Décès de Karine Buisset : le Gouvernement congolais annonce l’ouverture d’une enquête judiciaire et deux autres victimes
Faisant suite au décès de l’agente onusienne Karine Buisset survenu le mercredi 11 mars dernier après une explosion d’un drone à Goma, dans la partie Est de la République, le gouvernement central annonce l’ouverture d’une enquête judiciaire pour l’établissement des faits relatifs à cet incident tout en indiquant que deux autres victimes ont péri lors de ces frappes dont une une garde privée et un élément du Groupe rebelle AFC/M23
Dans la correspondance publiée ce vendredi 13 mars, l’exécutif central à travers le ministre de la Justice et garde des sceaux, ordonne à l’Auditeur général près les FARDC d’ouvrir sans délai une enquête afin d’établir les circonstances de ces faits, de déterminer les responsabilités éventuelles et d’engager les poursuites prévues par la loi congolaise.
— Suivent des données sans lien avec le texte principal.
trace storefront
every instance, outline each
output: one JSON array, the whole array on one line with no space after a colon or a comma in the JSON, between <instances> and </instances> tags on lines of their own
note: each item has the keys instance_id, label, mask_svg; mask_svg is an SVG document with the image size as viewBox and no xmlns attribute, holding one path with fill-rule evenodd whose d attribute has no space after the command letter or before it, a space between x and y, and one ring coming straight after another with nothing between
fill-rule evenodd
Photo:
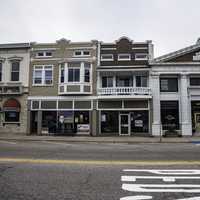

« Le Ministre d’État, Ministre de la Justice et Garde des Sceaux a enjoint à l’Auditeur général près les Forces armées de la République démocratique du Congo d’ouvrir, sans délai, une enquête afin d’établir les circonstances de ces faits, de déterminer les responsabilités éventuelles et d’engager, le cas échéant, les poursuites prévues par la Loi », indique la correspondance.
Par ailleurs, le gouvernement congolais appelle à une coopération internationale pleine et entière avec, notamment les autorités françaises, les Nations-Unies et les organisations internationales compétentes, afin de garantir une investigation complète, impartiale et transparente. La RDC réaffirme par cette même occasion sa détermination à lutter contre l’impunité et à veiller à ce que toute violation grave du droit commise dans le cadre du conflit armé fasse l’objet d’une réponse judiciaire appropriée.
Le Parquet national antiterroriste – PNAT–, en France, a annoncé vendredi « une enquête de flagrance contre X du chef de meurtre constitutif de crime de guerre » après le décès, de l’humanitaire française de 54 ans d’âge, Karine Buisset. L’Office central de lutte contre les crimes contre l’humanité de la gendarmerie nationale (OCLCH) en France, après ses investigations, devra éclaircir « les circonstances de commission des faits », et « tenir informés les proches de la victime ».